Die Dame hatte, ohne es selbst zu wissen, die allerschlaueste Frage getan. Man kann ja einen Mann nicht gradezu fragen: „Was denkst du von Himmel und Erde? was sind deine Ansichten über Menschen und Menschenleben? bist du ein vernünftiges Geschöpf oder ein dummer Teufel?“ Diese delikaten Fragen liegen aber alle in den unverfänglichen Worten: „Was halten Sie von Goethe?“ Denn indem uns allen Goethes Werke vor Augen liegen, so können wir das Urteil, das jemand darüber fället, mit dem unsrigen schnell vergleichen, wir bekommen dadurch einen festen Maßstab, womit wir gleich alle seine Gedanken und Gefühle messen können, und er hat unbewußt sein eignes Urteil gesprochen. Wie aber Goethe, auf diese Weise, weil er eine gemeinschaftliche Welt ist, die der Betrachtung eines jeden offenliegt, uns das beste Mittel wird, um die Leute kennenzulernen, so können wir wiederum Goethe selbst am besten ken nenlernen durch sein eignes Urteil über Gegenstände, die uns allen vor Augen liegen und worüber uns schon die bedeutendsten Menschen ihre Ansichten mitgeteilt haben.
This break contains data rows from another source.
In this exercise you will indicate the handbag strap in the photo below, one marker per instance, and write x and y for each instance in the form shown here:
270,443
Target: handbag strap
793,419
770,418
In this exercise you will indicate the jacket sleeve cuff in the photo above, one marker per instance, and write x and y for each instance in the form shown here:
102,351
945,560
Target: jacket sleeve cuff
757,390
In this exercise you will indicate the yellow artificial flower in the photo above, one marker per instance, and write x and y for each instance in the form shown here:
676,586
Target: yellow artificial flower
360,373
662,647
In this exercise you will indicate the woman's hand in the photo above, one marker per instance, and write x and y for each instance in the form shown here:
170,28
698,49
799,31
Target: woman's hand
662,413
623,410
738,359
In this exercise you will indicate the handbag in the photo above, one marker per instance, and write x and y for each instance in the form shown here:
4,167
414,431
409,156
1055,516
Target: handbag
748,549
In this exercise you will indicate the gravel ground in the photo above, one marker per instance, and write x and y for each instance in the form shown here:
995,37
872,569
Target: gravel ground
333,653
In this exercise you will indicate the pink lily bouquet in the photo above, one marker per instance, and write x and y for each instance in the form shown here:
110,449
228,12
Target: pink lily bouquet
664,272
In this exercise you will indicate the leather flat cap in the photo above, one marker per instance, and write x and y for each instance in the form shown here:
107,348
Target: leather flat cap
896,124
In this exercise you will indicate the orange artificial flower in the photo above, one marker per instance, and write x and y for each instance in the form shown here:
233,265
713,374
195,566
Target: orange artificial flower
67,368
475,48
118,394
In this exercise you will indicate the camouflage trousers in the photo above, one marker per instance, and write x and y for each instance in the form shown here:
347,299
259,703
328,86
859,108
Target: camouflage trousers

In dieser Hinsicht möchte ich am liebsten auf Goethes „Italienische Reise“ hindeuten, indem wir alle, entweder durch eigne Betrachtung oder durch fremde Vermittelung, das Land Italien kennen und dabei so leicht bemerken, wie jeder dasselbe mit subjektiven Augen ansieht, dieser mit Archenhölzern unmutigen Augen, die nur das Schlimme sehen, jener mit begeisterten Corinnaaugen, die überall nur das Herrliche sehen, während Goethe mit seinem klaren Griechenauge alles sieht, das Dunkle und das Helle, nirgends die Dinge mit seiner Gemütsstimmung koloriert und uns Land und Menschen schildert in den wahren Umrissen und wahren Farben, womit sie Gott umkleidet.